The United Response post presents me (and anyone else who wants to play) with a diabolic temptation: scurry down the rabbit hole of speculation about who would win, Man U or England, and you’re in danger of never returning. I suppose it’s partly the impossibility of these never-to-be realised scenarios that draws us to worry on at them. I can imagine M——o tutting censoriously about silly laddish obsessing, and half of me agrees, yet our capacity to indulge in these pointless derrives and divertissements, to invest trivia with weight and significance, is what is most charming about the male of the species. It’s a genuine existential triumph, almost heroic. On either side of this pleasant, seemingly harmless leisure pursuit lurk two dangers: absurdity and atrocity. The first is personified by Alan Partridge, earnestly debating who would win in a fight between Sean Connery’s Bond and Roger Moore’s; the second by a Fundamentalist dogmatism, a passional commitment to die and/ or kill in the name of these phantom commitments, these how many-angels-can-dance-on-the-head-of-a-pin conjectures.
I suppose the appeal of Nick Hornby – though it’s not an appeal I have ever succumbed to – is that he cheerily sets up camp betweent these two extremes: obsessive and fixated, but self-aware enough to avoid either bathos or fascism.
I have more of a weakness for Danny Baker , whose breakfast shows on BBC Radio London (which my crappy little clock radio can pick up) are delightfully and genuinely anarchic: unscripted, unplanned, interrupted only by the station’s de rigeur News and Weather slots (which, like the nagging awareness in a dream that you will awake, are irritating emissaries from the Real World which you must soon re-enter), the show is held together by the charismatic sorcery and joyful force of Baker’s cracker-barrel personality. Baker is the Borges of breakfast, a connoisseur and inventor of unlikely taxonomies: famous Doctors, celebrity teeth, the greatest ad slogans ever , fictional characters who wear three-quarter length trousers, the strange routines of other families (tiny details which suddenly reveal that Other People’s Houses are really Other Worlds), Baker lures you into fixating on these categories that you couldn’t even have dreamt of.

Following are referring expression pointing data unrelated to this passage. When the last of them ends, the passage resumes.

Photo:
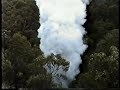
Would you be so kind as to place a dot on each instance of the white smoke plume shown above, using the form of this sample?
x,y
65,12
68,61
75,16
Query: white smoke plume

His mind tirelessly pursues these non-topics, which have nothing in common with each other apart from the fact that they are all ‘objectively’ of no possible importance.
The carnival king of a world turned upside down, Baker, thankfully, makes you forget what’s really important. He is genuinely Surrealist in a way that the actual Surrealists – too po-faced and programmatic – seldom were, serious about the silly. It’s the seriousness that Nietzsche recommended: the seriousness of the child at play. What you’re suddenly aware of, when you’re cast out of Baker’s wonderland, is the insufferable adult weight of the rest of the culture, with its neurotic faux-sophistication and prurience. There’s not a trace of irony, not a shred of meta-self consciousness, in Baker’s curatorial craziness. This is radio as a Situationist derrive, wandering without premeditated purpose through London’s unconscious. The only guiding thread through this funhouse London labyrinth is Baker’s enthusiasm.
Enthusiasm, enthusiasm: enthusiasm is obsession gone liquid, its calcified, one-eyed fixity transformed into a foaming, teeming froth.
Exactly what you need in a morning.

3 Responses to “BORGES FOR BREAKFAST”

  1. oliver Says:

    I like Danny Baker’s programme too, Today can crush the life out of me in a minute, so it’s a small skid down the FM dial and things get better.

  2. mark k-punk Says:

    I didn’t expect any support on this one, least of all from you! I imagined you with your ear pressed to the speaker, hoovering up all the latest news from Guyana and Kenya…
    The exact same thing you describe happened with me; I tried for a while to be Sensible and Adult and Middle Class and listen to those measured unexcitable voices on Today. By accident – appropriately enough – I tuned into Baker, and I’ve never listened back. Baker has that quality of intimacy of all the best broadcasting; it feels like your own private thing, that few other people know about.

  3. oliver Says:

    well my ex used to listen to the world service in the morning and that’s a pretty fucking strange thing to wake up to. It sounds like it’s being transmitted from the back of a jeep inside Afghanistan, and every story seems to be about political violence or oppression, and involve a hysterical woman sobbing. She used to say “it’s good, because you can hear about stories that you wouldn’t otherwise” and I’d say, yes, and go to work with nerves shot and the sound of tanks and mortar ringing in my ears. Now I don’t listen to it because my radio doesn’t do FM, which also means I usually miss the Shipping Forecast, which is a shame.